Naomi Wolf is not a feminist who became conspiracy theorist – she’s a conspiracist who was once right

No matter how odd her pronouncements about Julian Assange or the Scottish referendum are, we must never forget that once – with The Beauty Myth ­– Wolf identified a conspiracy that is real: patriarchy.

By Sarah Ditum

Who wants to play Naomi Wolf conspiracy theories? I’ll start: the urgent, insightful activist of The Beauty Myth was a sleeper agent all along, programmed by hefty brainwashing to detonate two decades later in a shower of credibility-shattering paranoia, thereby securing permanent patriarchal hegemony. Or try this one: some time in the last five years, the real Wolf was discreetly “neutralised” and replaced with an actor, who has worked tirelessly since then to make left-wing politics in general and feminism in particular look like a shower of clown shoes who will believe pretty much anything as long as it starts from the premise “America is bad”.

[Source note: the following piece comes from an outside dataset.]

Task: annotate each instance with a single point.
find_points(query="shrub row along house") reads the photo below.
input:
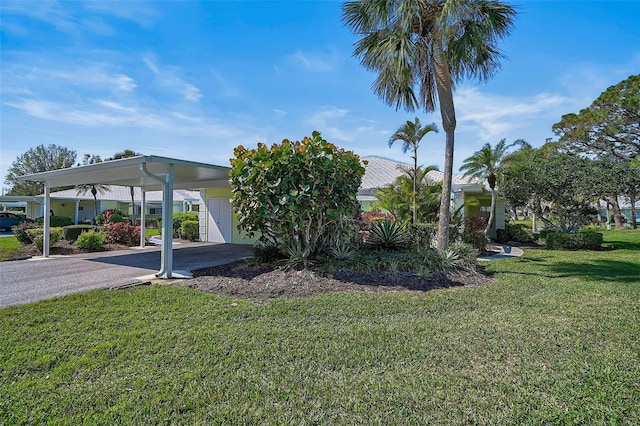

Fine, you don’t find my theories convincing. Maybe you’ll like Wolf’s own ones better. In recent days, she’s propounded the following: that US forces’ involvement in combatting the Liberian ebola outbreak is just a convenient front for the militarisation of Africa; that the Scottish referendum was fixed; that hostages executed by Isis are neither hostages nor executed nor anything to do with Isis, but performers enacting a shoddy tableau for the purposes of terrifying an unquestioning Western populace into docility. For a lot of people, the contrast with her earlier work is shocking – the question “what happened to Naomi Wolf?” has been asked a lot. Whatever happened, however, happened several years ago.